Pesquisas promissoras

O estudo foi conduzido por uma dupla perspectiva: observar a relação entre o acoplamento neurovascular e as funções cognitivas e o efeito do cacau sobre estas últimas. Duas xícaras de chocolate quente por dia, durante um mês: eis o protocolo draconiano que tiveram que respeitar os sessenta indivíduos da experiência, todos com cerca de 73 anos de idade e não apresentando nenhum sinal de demência. Exames Doppler foram realizados para observar o fluxo sanguíneo na artéria cerebral média dos indivíduos, quando eles foram submetidos a testes cognitivos simples. O resultado é bastante conclusivo: em pessoas apresentando uma alteração do acoplamento neurovascular durante testes no dia 1, a terapia com chocolate quente permitiu uma melhoria de 8,3%. Por outro lado, nenhuma mudança significativa foi observada em indivíduos sem esta alteração.

«Apesar da necessidade de aprofundar os trabalhos para provar definitivamente o nexo de causalidade entre o consumo de cacau, as patologias vasculares e o declínio cognitivo, este estudo é um primeiro passo notável », acrescenta o Dr. Rosenberg. Bruno Cauli, um neurobiólogo no CNRS, avalia por sua vez que «os resultados são interessantes, mas eles permanecem preliminares. A equipe se concentrou na artéria cerebral média, de grande calibre, enquanto o acoplamento neurovascular se refere mais às pequenas arteríolas que mergulham no cérebro. Ainda assim ficamos um pouco insatisfeitos».
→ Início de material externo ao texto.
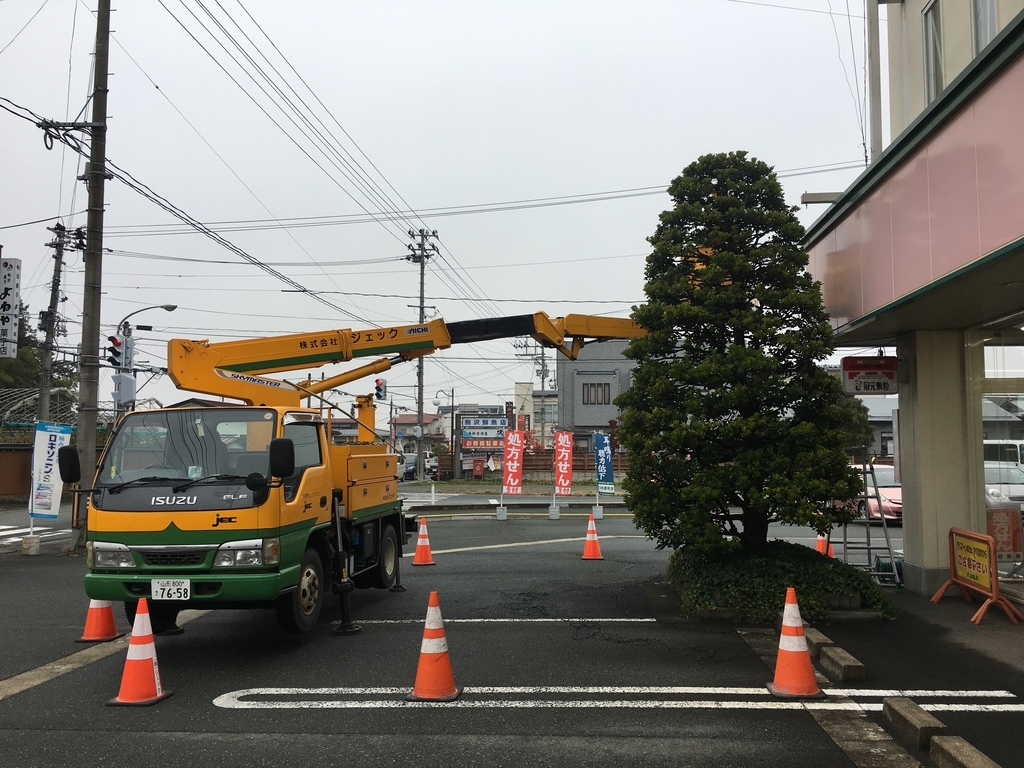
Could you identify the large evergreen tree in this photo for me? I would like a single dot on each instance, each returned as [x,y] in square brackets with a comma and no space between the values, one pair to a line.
[730,422]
Os efeitos controversos dos flavonóides

A pesquisa sobre os benefícios do cacau está particularmente interessada nos efeitos dos flavonóides, aos quais inúmeros efeitos positivos são atribuídos. Experiências anteriores já tinham mostrado uma ligaçao entre estes componentes e o fluxo sanguíneo no cérebro. Para seu estudo, a equipe do Dr. Sorond separou dois grupos, de acordo com o teor em flavonóides do cacau consumido. Para a surpresa dos cientistas, os resultados foram equivalentes. «As respostas anteriores que observamos com o cacau rico em flavonóides, talvez não fossem devidas aos flavonóides, mas a outros componentes do cacau. Também é concebível que a regulação seja tão sensível, que o fraco teor das bebidas achocolatadas pobres em flavonoides seja suficiente para melhorar o acoplamento neurovascular », ela explica. As futuras pesquisas do Dr. Sorond focarão na identificação e nos testes deste componente.

Os estudos sobre o chocolate não têm o propósito exclusivo de provar seus benefícios. Não há necessidade destas pesquisas para consumirmos chocolate. Mas, no futuro, elas poderiam conduzir a medicamentos preventivos ou tratamentos para a doença de Alzheimer e outras doenças neurodegenerativas. A pesquisa sobre o acoplamento neurovascular é uma pista promissora. Enquanto isso, nada impede beliscar um quadradinho – ou dois – apenas pelo prazer.